You see, nobody had handed me a management programme for this breed and I relied on my poor knowledge from the previous literature I had read, which of course was for a different breed.  So my brooding temperature was always about five degrees off and that condemned half my chicks to death at five weeks. Mind you, five weeks is a week before I sell them.

I later discovered that the death of these chickens was more costly than just in lost sales, unhappy customers and piling bills.  I was losing money on four fronts: high electricity bills because I did not switch off at night for the chickens to rest; my feed bills soared because as long as there was light the chickens ate; I had high vet bills as I fought an already lost cause trying to save these birds dying from over feeding; and lastly I lost sales and had unhappy customers.

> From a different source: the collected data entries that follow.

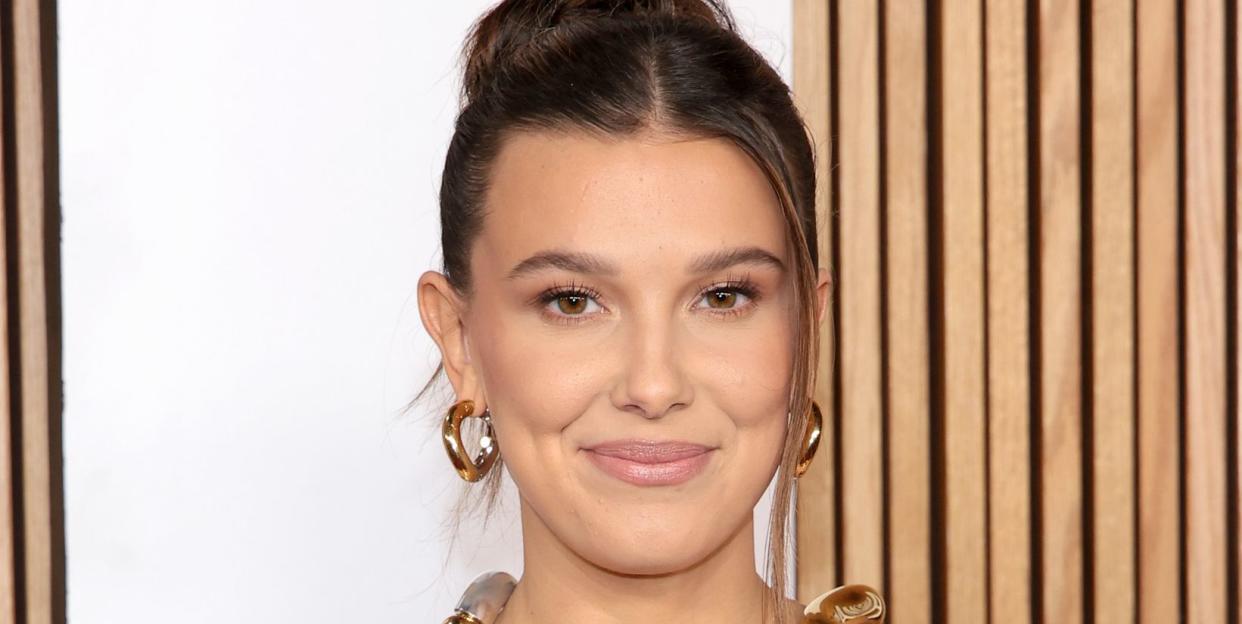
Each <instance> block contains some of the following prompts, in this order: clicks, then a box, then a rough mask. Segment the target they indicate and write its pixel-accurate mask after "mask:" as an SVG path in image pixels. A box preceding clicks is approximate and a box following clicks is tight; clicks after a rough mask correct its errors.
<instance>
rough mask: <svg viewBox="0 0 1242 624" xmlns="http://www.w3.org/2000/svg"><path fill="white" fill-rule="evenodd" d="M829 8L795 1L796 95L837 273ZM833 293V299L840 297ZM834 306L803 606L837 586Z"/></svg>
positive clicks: (804, 486) (817, 198)
mask: <svg viewBox="0 0 1242 624" xmlns="http://www.w3.org/2000/svg"><path fill="white" fill-rule="evenodd" d="M828 19H830V15H828V5H827V2H823V1H822V0H795V2H794V29H795V35H794V36H795V39H796V40H797V41H800V45H797V46H795V48H794V53H795V56H794V94H795V98H796V99H797V106H799V109H800V111H801V112H802V116H804V117H805V118H806V122H807V126H809V128H810V132H811V137H812V139H814V142H815V149H816V162H815V177H816V180H817V185H816V196H815V215H816V223H817V224H818V230H820V231H818V232H817V234H818V252H820V266H823V267H827V268H828V270H830V271H831V272H833V273H835V272H836V267H835V266H831V265H832V262H831V259H832V230H831V227H832V219H830V210H831V205H832V204H831V193H832V184H831V177H830V175H828V168H830V160H831V149H830V140H831V137H832V131H831V111H830V107H828V102H831V97H832V93H831V81H830V77H828V50H830V48H828V45H830V39H828V37H830V36H831V32H832V31H831V25H830V24H828ZM835 286H836V285H835V283H833V291H832V293H831V297H836V292H835ZM831 313H832V312H831V305H830V306H828V311H827V312H826V318H825V321H823V322H822V323H821V328H822V329H823V336H828V339H827V341H821V348H820V353H821V356H820V368H818V372H817V379H818V383H817V384H816V388H815V390H816V401H818V404H820V406H821V410H822V411H823V415H825V419H826V421H825V426H823V431H822V434H821V436H820V461H815V462H812V464H811V467H810V469H809V470H807V472H806V474H805V475H802V477H800V479H799V480H797V517H799V520H800V522H797V544H799V548H802V549H804V552H807V551H809V552H815V553H816V556H815V557H810V558H799V559H797V597H799V599H800V600H802V602H807V600H811V599H812V598H814V597H816V595H818V594H821V593H823V592H825V588H831V587H836V585H837V584H838V583H837V578H836V558H837V557H836V531H837V527H836V520H835V515H836V492H835V490H836V485H835V479H833V461H832V459H831V449H833V447H835V444H833V430H835V428H833V426H832V420H833V419H835V418H836V414H835V413H833V411H832V409H833V398H832V375H833V364H835V363H833V362H832V341H835V339H836V337H835V336H832V332H831V329H832V318H831Z"/></svg>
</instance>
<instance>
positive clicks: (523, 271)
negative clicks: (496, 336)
mask: <svg viewBox="0 0 1242 624" xmlns="http://www.w3.org/2000/svg"><path fill="white" fill-rule="evenodd" d="M737 265H766V266H771V267H774V268H776V270H777V271H781V272H784V271H785V262H782V261H781V260H780V259H779V257H776V255H775V254H773V252H770V251H768V250H765V249H763V247H755V246H749V247H730V249H722V250H717V251H712V252H708V254H703V255H700V256H698V257H696V259H694V260H692V261H691V264H689V265H687V270H688V271H689V272H692V273H709V272H713V271H722V270H724V268H729V267H730V266H737ZM549 268H560V270H563V271H570V272H575V273H589V275H607V276H612V275H617V273H619V272H620V270H619V268H617V266H616V265H615V264H612V262H610V261H607V260H605V259H602V257H600V256H596V255H592V254H582V252H575V251H558V250H548V251H540V252H538V254H535V255H533V256H530V257H528V259H525V260H523V261H522V262H518V264H517V265H515V266H514V267H513V268H510V270H509V275H508V276H507V278H508V280H517V278H519V277H524V276H528V275H530V273H535V272H539V271H545V270H549Z"/></svg>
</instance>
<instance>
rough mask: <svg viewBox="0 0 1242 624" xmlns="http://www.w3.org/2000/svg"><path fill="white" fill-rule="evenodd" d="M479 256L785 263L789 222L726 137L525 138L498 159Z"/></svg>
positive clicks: (535, 132)
mask: <svg viewBox="0 0 1242 624" xmlns="http://www.w3.org/2000/svg"><path fill="white" fill-rule="evenodd" d="M483 221H484V223H483V230H482V232H481V234H479V242H481V244H482V245H481V249H479V250H478V251H479V252H482V254H484V255H487V256H489V257H493V259H494V260H501V261H508V260H514V261H515V260H520V259H522V257H525V256H527V255H529V254H532V252H535V251H540V250H546V249H571V250H580V251H584V250H585V251H590V252H594V254H600V255H607V256H610V257H612V259H616V260H617V261H619V262H621V264H623V265H630V266H633V265H638V264H648V265H650V264H658V262H662V261H667V260H669V257H671V256H673V255H697V254H700V252H703V251H710V250H713V249H719V247H720V246H744V245H745V246H759V247H763V249H765V250H768V251H770V252H773V254H774V255H776V256H777V257H780V259H785V257H786V256H785V251H786V250H785V219H784V216H782V215H781V210H780V204H779V201H777V199H776V194H775V193H774V190H773V188H771V185H770V184H769V181H768V178H766V177H765V175H764V174H763V172H761V170H760V169H759V165H758V164H755V163H754V160H751V159H750V157H749V155H746V154H745V153H744V152H743V150H741V149H740V148H738V147H737V145H734V144H733V143H732V142H729V140H728V139H722V138H708V139H704V138H689V139H687V138H671V137H667V135H652V134H645V135H636V137H626V138H611V137H597V135H592V134H587V133H553V132H523V133H517V134H513V135H510V137H509V138H508V139H507V140H505V143H504V145H503V147H502V149H501V152H499V154H498V155H497V159H496V163H494V167H493V170H492V178H491V185H489V189H488V194H487V198H486V216H484V219H483Z"/></svg>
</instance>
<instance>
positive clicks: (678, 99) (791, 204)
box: [420, 0, 820, 622]
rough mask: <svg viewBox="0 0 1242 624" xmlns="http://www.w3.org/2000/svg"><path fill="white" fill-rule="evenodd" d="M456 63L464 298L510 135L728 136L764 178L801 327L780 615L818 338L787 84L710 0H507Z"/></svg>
mask: <svg viewBox="0 0 1242 624" xmlns="http://www.w3.org/2000/svg"><path fill="white" fill-rule="evenodd" d="M463 62H465V77H463V85H462V87H463V88H462V108H461V112H460V114H458V116H457V119H456V127H455V132H453V137H452V140H451V143H450V145H448V153H447V157H446V158H445V170H443V178H442V181H441V188H440V218H441V227H442V231H441V245H442V249H443V262H445V264H443V272H445V275H446V277H447V280H448V282H450V283H451V285H452V286H453V288H456V290H457V291H458V292H460V293H461V295H462V296H465V297H466V298H468V297H469V295H471V288H472V281H471V273H469V257H471V249H472V244H473V242H474V239H476V237H477V235H478V232H479V230H481V229H482V226H483V219H484V215H486V214H487V210H486V206H484V205H483V199H484V196H486V191H487V186H488V180H489V173H491V169H492V165H493V163H494V160H496V155H497V153H498V152H499V149H501V145H502V144H503V142H504V138H505V137H507V135H509V134H510V133H515V132H524V131H525V132H532V131H533V132H538V131H579V132H587V133H597V134H602V135H611V137H626V135H635V134H637V133H641V132H657V133H666V134H674V135H686V137H694V138H724V139H728V140H730V142H733V143H734V144H735V145H737V147H738V148H740V149H743V150H744V152H745V153H746V154H749V155H750V157H751V159H754V162H755V163H756V164H758V165H759V167H760V169H761V170H763V172H764V174H765V175H766V177H768V179H769V181H770V183H771V185H773V190H774V191H775V194H776V196H777V198H779V200H780V205H781V211H782V214H784V216H785V220H786V224H787V226H786V236H787V242H789V249H791V250H792V254H794V259H792V260H794V266H795V271H794V272H792V280H794V291H795V306H796V307H797V316H796V322H797V324H799V328H797V329H799V332H797V339H796V341H795V344H794V346H792V347H794V362H792V370H794V379H792V383H791V393H790V398H789V408H790V414H791V415H790V418H789V423H787V428H786V436H785V445H784V451H782V455H781V461H780V467H779V477H777V487H776V498H775V501H774V505H773V517H771V521H770V533H769V548H770V549H769V556H768V564H769V573H770V576H771V579H773V588H771V589H773V590H771V592H770V595H769V600H768V602H766V607H765V608H771V610H773V612H775V615H774V617H775V619H776V622H784V620H785V612H784V609H781V608H779V605H780V604H781V602H782V600H781V598H782V597H784V594H785V588H786V585H787V579H786V577H785V567H786V559H787V553H786V544H787V536H789V518H790V513H791V507H792V502H791V498H792V480H794V477H792V471H794V466H795V465H796V462H797V460H799V455H800V452H801V440H802V434H804V431H805V429H806V423H807V414H809V410H810V405H811V395H812V392H814V388H815V372H816V360H817V358H818V342H820V341H818V324H817V323H816V317H815V283H816V268H817V266H818V259H817V254H816V247H817V245H816V221H815V184H816V180H815V167H814V152H812V145H811V142H810V138H809V137H810V135H809V133H807V132H806V127H805V124H804V122H802V118H801V116H800V114H799V112H797V109H796V108H795V106H794V102H792V98H791V94H790V89H789V87H787V86H786V85H785V83H784V81H782V80H781V78H780V75H777V73H776V71H775V70H774V68H773V67H771V65H769V63H768V61H766V60H764V57H763V56H761V55H760V53H759V52H756V51H755V50H754V48H753V47H751V46H750V45H748V44H746V42H745V41H744V40H743V39H741V37H740V36H739V35H738V32H737V29H735V25H734V21H733V17H732V15H730V14H729V11H728V10H727V9H725V7H724V6H723V5H722V4H719V2H718V1H715V0H504V1H502V2H501V4H499V5H497V6H496V7H493V9H492V10H491V11H489V12H487V14H486V15H484V16H483V17H481V19H479V20H478V21H477V22H476V24H474V27H473V30H472V31H471V34H469V36H468V39H467V42H466V47H465V50H463ZM441 370H442V367H441V368H440V369H437V370H436V377H438V374H440V372H441ZM433 379H435V377H433V378H432V380H433ZM430 385H431V384H430V382H428V385H427V387H426V388H424V393H425V392H426V390H427V388H430ZM424 393H420V397H421V395H422V394H424ZM499 444H501V449H502V455H503V440H499ZM501 472H502V471H501V470H499V467H498V466H497V467H493V470H492V472H491V475H489V476H488V481H489V482H488V486H487V492H488V495H487V497H488V500H489V501H491V500H494V495H496V490H497V486H498V484H499V482H498V479H499V474H501Z"/></svg>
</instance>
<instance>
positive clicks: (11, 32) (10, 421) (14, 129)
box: [0, 0, 29, 622]
mask: <svg viewBox="0 0 1242 624" xmlns="http://www.w3.org/2000/svg"><path fill="white" fill-rule="evenodd" d="M11 16H12V2H11V1H9V0H0V97H2V101H4V106H2V108H4V118H2V122H0V123H2V124H4V128H2V132H0V138H2V147H0V149H2V154H4V155H2V159H4V163H2V167H4V180H5V183H4V189H2V191H4V227H5V231H4V236H5V259H4V262H5V275H6V276H7V277H6V280H7V285H9V286H7V288H6V290H7V292H6V301H5V302H4V305H5V306H6V310H7V327H9V341H7V344H5V348H7V353H9V356H7V357H9V379H7V385H9V388H7V390H6V392H9V413H7V414H5V415H4V418H6V419H9V428H10V429H9V431H10V434H9V445H10V447H9V451H10V452H9V470H10V479H11V481H10V487H11V491H10V492H4V495H5V496H9V497H10V500H11V501H12V517H11V518H9V520H10V522H11V526H12V532H11V535H7V536H2V538H5V539H11V546H12V564H14V569H12V579H14V587H12V588H11V589H12V595H14V609H15V614H16V618H17V622H25V620H26V618H27V613H26V612H27V609H29V607H27V604H26V583H27V580H26V543H25V542H26V541H25V539H24V538H22V533H24V532H25V508H26V501H25V496H24V493H22V486H21V484H22V481H24V479H22V476H24V474H25V471H24V470H22V464H21V457H22V454H21V452H19V451H20V450H21V439H22V426H21V425H22V421H21V403H22V394H21V348H20V342H21V318H20V316H19V314H20V312H21V301H20V300H19V298H17V296H19V290H17V285H19V276H20V267H19V265H17V256H19V254H17V250H19V249H20V246H19V242H20V241H19V240H17V145H16V138H15V137H16V132H15V131H16V128H17V118H16V112H15V111H14V106H12V104H14V94H15V88H14V71H15V67H14V61H12V57H14V46H12V41H14V27H12V19H11Z"/></svg>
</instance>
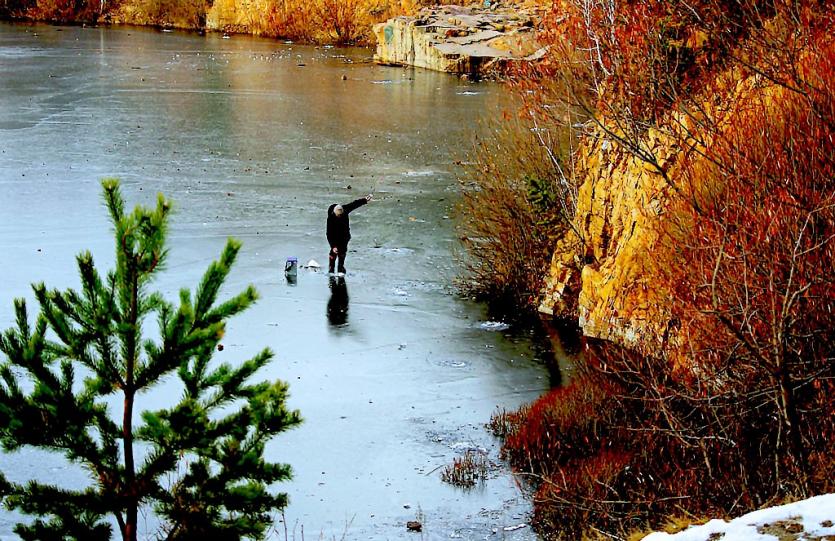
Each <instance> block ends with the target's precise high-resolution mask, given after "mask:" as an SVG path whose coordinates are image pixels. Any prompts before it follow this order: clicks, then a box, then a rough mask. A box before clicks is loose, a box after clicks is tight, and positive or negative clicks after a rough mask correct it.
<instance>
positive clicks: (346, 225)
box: [327, 194, 371, 274]
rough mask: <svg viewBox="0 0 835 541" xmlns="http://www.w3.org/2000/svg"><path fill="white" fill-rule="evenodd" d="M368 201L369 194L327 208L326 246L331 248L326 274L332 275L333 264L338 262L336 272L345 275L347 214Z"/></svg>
mask: <svg viewBox="0 0 835 541" xmlns="http://www.w3.org/2000/svg"><path fill="white" fill-rule="evenodd" d="M369 201H371V194H368V195H366V196H365V197H360V198H359V199H357V200H355V201H351V202H350V203H347V204H345V205H336V204H334V205H331V206H329V207H328V229H327V236H328V244H330V247H331V250H330V252H329V253H328V272H330V273H333V267H334V264H335V263H336V262H337V260H339V264H338V265H337V267H336V270H337V272H341V273H342V274H345V256H346V255H347V254H348V241H349V240H351V225H350V222H349V221H348V214H350V212H351V211H352V210H356V209H357V208H359V207H361V206H363V205H365V204H366V203H368V202H369Z"/></svg>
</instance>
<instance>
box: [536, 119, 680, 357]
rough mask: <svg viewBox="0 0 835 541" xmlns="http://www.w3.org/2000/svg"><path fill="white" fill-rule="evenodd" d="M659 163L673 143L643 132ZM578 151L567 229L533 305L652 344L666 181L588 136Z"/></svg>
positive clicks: (661, 160)
mask: <svg viewBox="0 0 835 541" xmlns="http://www.w3.org/2000/svg"><path fill="white" fill-rule="evenodd" d="M644 144H645V145H646V147H647V148H648V149H650V150H651V151H652V152H653V153H654V154H655V155H656V156H657V157H658V159H659V163H661V164H663V165H664V166H666V164H667V163H668V162H670V161H671V160H672V159H673V158H674V156H675V149H674V148H673V147H672V146H671V144H670V143H669V141H666V140H665V137H664V136H663V135H662V134H660V133H659V132H656V131H650V133H649V134H648V136H647V139H646V141H645V143H644ZM580 154H581V156H580V178H582V179H583V182H582V185H581V187H580V190H579V197H578V201H577V212H576V216H575V220H574V228H573V230H570V231H569V232H568V234H567V235H566V237H565V238H563V239H562V240H561V241H560V242H559V244H558V245H557V246H556V248H555V250H554V255H553V258H552V260H551V266H550V269H549V270H548V275H547V278H546V286H545V291H544V294H543V297H542V302H541V304H540V308H539V309H540V312H542V313H544V314H548V315H556V316H563V317H567V318H572V319H574V318H578V319H579V324H580V327H581V328H582V330H583V333H584V334H585V335H586V336H590V337H595V338H602V339H606V340H612V341H616V342H619V343H624V344H628V345H631V346H638V347H643V348H652V347H653V346H654V345H655V344H658V343H659V342H661V341H663V340H664V339H665V338H666V336H667V335H668V327H669V326H670V321H669V319H670V317H669V303H668V302H665V299H667V298H668V295H667V294H666V292H665V291H663V290H660V289H659V288H658V286H657V284H656V283H654V279H655V277H657V276H658V275H659V273H661V272H664V269H662V268H660V267H658V265H659V262H660V261H669V257H666V256H665V255H664V251H665V247H664V242H663V239H662V232H663V228H662V226H663V223H664V222H663V219H664V211H665V209H666V207H667V204H668V202H669V197H670V193H669V191H670V187H669V185H668V184H667V182H666V181H665V180H664V177H663V175H662V174H661V173H660V172H659V170H658V168H657V167H655V166H651V165H649V164H647V163H646V162H643V161H641V160H639V159H637V158H635V157H634V156H631V155H629V154H628V153H627V152H625V151H624V150H623V149H622V147H619V146H618V145H616V144H614V143H613V142H612V141H611V140H610V139H609V138H607V137H606V136H605V134H603V133H602V131H601V132H598V135H597V136H595V137H590V138H589V139H588V140H587V141H586V143H585V147H584V148H583V149H582V151H581V153H580Z"/></svg>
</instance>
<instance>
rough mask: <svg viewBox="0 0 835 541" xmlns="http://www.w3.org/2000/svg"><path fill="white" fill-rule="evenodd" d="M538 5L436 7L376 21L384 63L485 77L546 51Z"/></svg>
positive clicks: (471, 75) (378, 35)
mask: <svg viewBox="0 0 835 541" xmlns="http://www.w3.org/2000/svg"><path fill="white" fill-rule="evenodd" d="M542 15H543V13H542V12H541V11H539V10H537V9H536V8H517V7H513V8H496V7H495V6H494V7H492V8H476V7H463V6H434V7H427V8H424V9H422V10H421V11H420V12H419V13H418V14H417V15H415V16H413V17H405V16H401V17H396V18H394V19H390V20H388V21H386V22H384V23H380V24H377V25H375V26H374V37H375V39H376V42H377V52H376V54H375V55H374V60H375V61H376V62H377V63H379V64H387V65H397V66H410V67H418V68H425V69H431V70H435V71H443V72H448V73H457V74H467V75H469V76H476V77H478V76H482V75H485V74H486V73H487V72H488V71H489V70H491V69H495V68H496V67H497V65H501V64H503V63H506V62H513V61H524V60H529V59H531V58H536V57H538V56H541V54H539V55H537V53H538V51H540V49H541V47H540V46H539V44H538V43H537V42H536V38H535V32H533V31H532V30H533V27H535V26H537V25H538V23H539V21H540V20H541V18H542Z"/></svg>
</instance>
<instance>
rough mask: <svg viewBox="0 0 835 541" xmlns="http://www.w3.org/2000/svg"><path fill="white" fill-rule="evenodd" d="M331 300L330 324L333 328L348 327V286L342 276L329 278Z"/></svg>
mask: <svg viewBox="0 0 835 541" xmlns="http://www.w3.org/2000/svg"><path fill="white" fill-rule="evenodd" d="M328 285H329V286H330V289H331V298H330V299H328V309H327V314H328V323H329V324H330V325H331V327H335V328H345V327H347V326H348V285H347V284H346V283H345V278H343V277H342V276H331V277H329V278H328Z"/></svg>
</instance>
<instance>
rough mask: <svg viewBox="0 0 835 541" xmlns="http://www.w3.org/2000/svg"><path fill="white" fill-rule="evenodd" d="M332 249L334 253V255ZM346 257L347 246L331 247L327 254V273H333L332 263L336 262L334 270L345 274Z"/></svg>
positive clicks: (347, 254) (332, 266) (333, 246)
mask: <svg viewBox="0 0 835 541" xmlns="http://www.w3.org/2000/svg"><path fill="white" fill-rule="evenodd" d="M334 248H335V249H336V253H334V251H333V250H334ZM346 255H348V245H347V244H343V245H341V246H331V251H330V252H329V253H328V272H333V266H334V263H336V262H337V260H338V263H339V264H338V265H337V266H336V270H337V271H338V272H345V256H346Z"/></svg>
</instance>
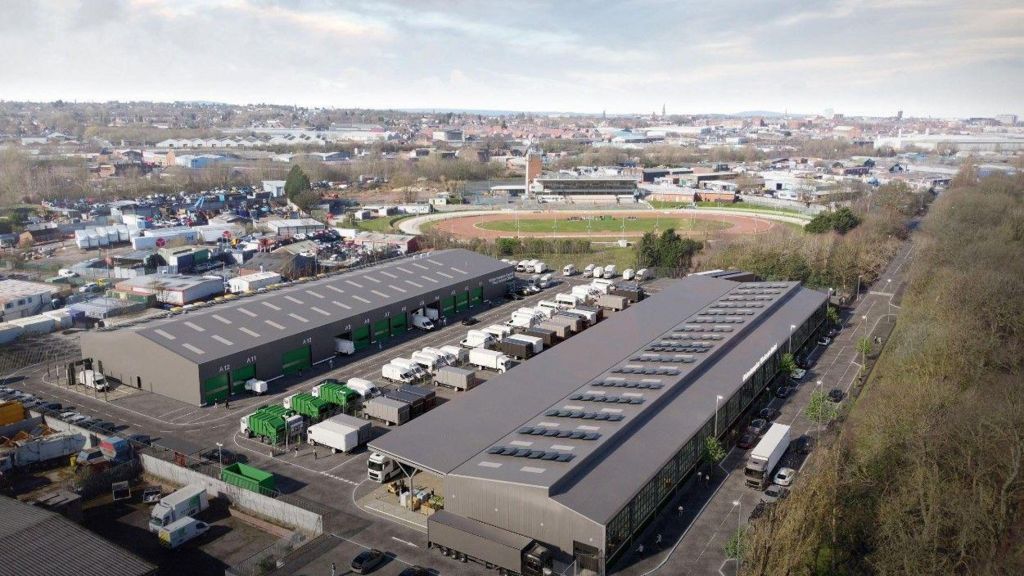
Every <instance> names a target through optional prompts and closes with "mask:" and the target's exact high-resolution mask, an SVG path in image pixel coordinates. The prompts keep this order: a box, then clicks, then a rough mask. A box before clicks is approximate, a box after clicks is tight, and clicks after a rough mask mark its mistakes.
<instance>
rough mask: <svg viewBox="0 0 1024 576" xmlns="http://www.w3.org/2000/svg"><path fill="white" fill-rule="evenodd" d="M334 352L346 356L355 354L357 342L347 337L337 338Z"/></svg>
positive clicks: (335, 343) (334, 346)
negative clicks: (345, 338)
mask: <svg viewBox="0 0 1024 576" xmlns="http://www.w3.org/2000/svg"><path fill="white" fill-rule="evenodd" d="M334 352H335V354H341V355H344V356H350V355H353V354H355V342H353V341H352V340H348V339H345V338H335V339H334Z"/></svg>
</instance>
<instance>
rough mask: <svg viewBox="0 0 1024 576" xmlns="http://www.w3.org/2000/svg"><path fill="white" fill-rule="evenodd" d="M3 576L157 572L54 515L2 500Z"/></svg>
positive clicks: (1, 570)
mask: <svg viewBox="0 0 1024 576" xmlns="http://www.w3.org/2000/svg"><path fill="white" fill-rule="evenodd" d="M0 518H2V519H3V522H2V523H0V576H36V575H38V576H142V575H146V574H155V573H156V571H157V567H155V566H153V565H151V564H148V563H146V562H143V561H142V560H141V559H139V558H138V557H136V556H134V554H132V553H130V552H128V551H127V550H124V549H122V548H120V547H118V546H116V545H114V544H112V543H110V542H108V541H106V540H104V539H102V538H100V537H99V536H97V535H95V534H92V533H91V532H89V531H88V530H86V529H84V528H82V527H80V526H78V525H77V524H75V523H73V522H71V521H69V520H67V519H65V518H63V517H61V516H59V515H56V513H54V512H51V511H48V510H44V509H42V508H38V507H36V506H33V505H31V504H26V503H24V502H19V501H17V500H15V499H13V498H8V497H6V496H0Z"/></svg>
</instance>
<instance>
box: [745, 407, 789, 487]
mask: <svg viewBox="0 0 1024 576" xmlns="http://www.w3.org/2000/svg"><path fill="white" fill-rule="evenodd" d="M788 447H790V426H786V425H784V424H779V423H774V424H772V425H771V427H770V428H768V431H767V433H765V435H764V437H762V438H761V442H759V443H758V445H757V446H755V447H754V450H753V451H751V457H750V458H748V460H746V467H744V468H743V480H744V482H745V483H746V486H748V487H750V488H757V489H758V490H764V489H765V488H767V487H768V485H769V484H771V475H772V471H774V469H775V466H777V465H778V461H779V460H781V459H782V454H785V449H786V448H788Z"/></svg>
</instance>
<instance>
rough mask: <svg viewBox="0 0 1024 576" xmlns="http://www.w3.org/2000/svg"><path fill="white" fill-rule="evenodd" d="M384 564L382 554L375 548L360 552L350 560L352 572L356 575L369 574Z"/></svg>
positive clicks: (381, 551) (382, 555)
mask: <svg viewBox="0 0 1024 576" xmlns="http://www.w3.org/2000/svg"><path fill="white" fill-rule="evenodd" d="M383 563H384V552H382V551H380V550H378V549H377V548H371V549H369V550H362V551H361V552H359V553H358V556H356V557H355V558H353V559H352V564H351V566H352V571H353V572H355V573H356V574H369V573H371V572H373V571H374V570H376V569H377V567H378V566H380V565H381V564H383Z"/></svg>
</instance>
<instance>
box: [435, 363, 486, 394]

So as 2010 dawned, I had no option but to right size to ensure I had enough brooding equipment and to manage my debts. Since then the mortality went down to 8% but I did not get out of the hole easily.

I still sought answers to profitability and I placed my hope where many other sectors of the economy had – the 2010 World Cup. So I asked: “what does 2010 have for an emerging farmer? How can an emerging farmer benefit from it?” And I was not interested in the “daa” answer such as “these thousands had to eat’’.  I knew that and it did not work for us.

Africa kenako, they said. Well it was not to be for perpetually emerging farmers.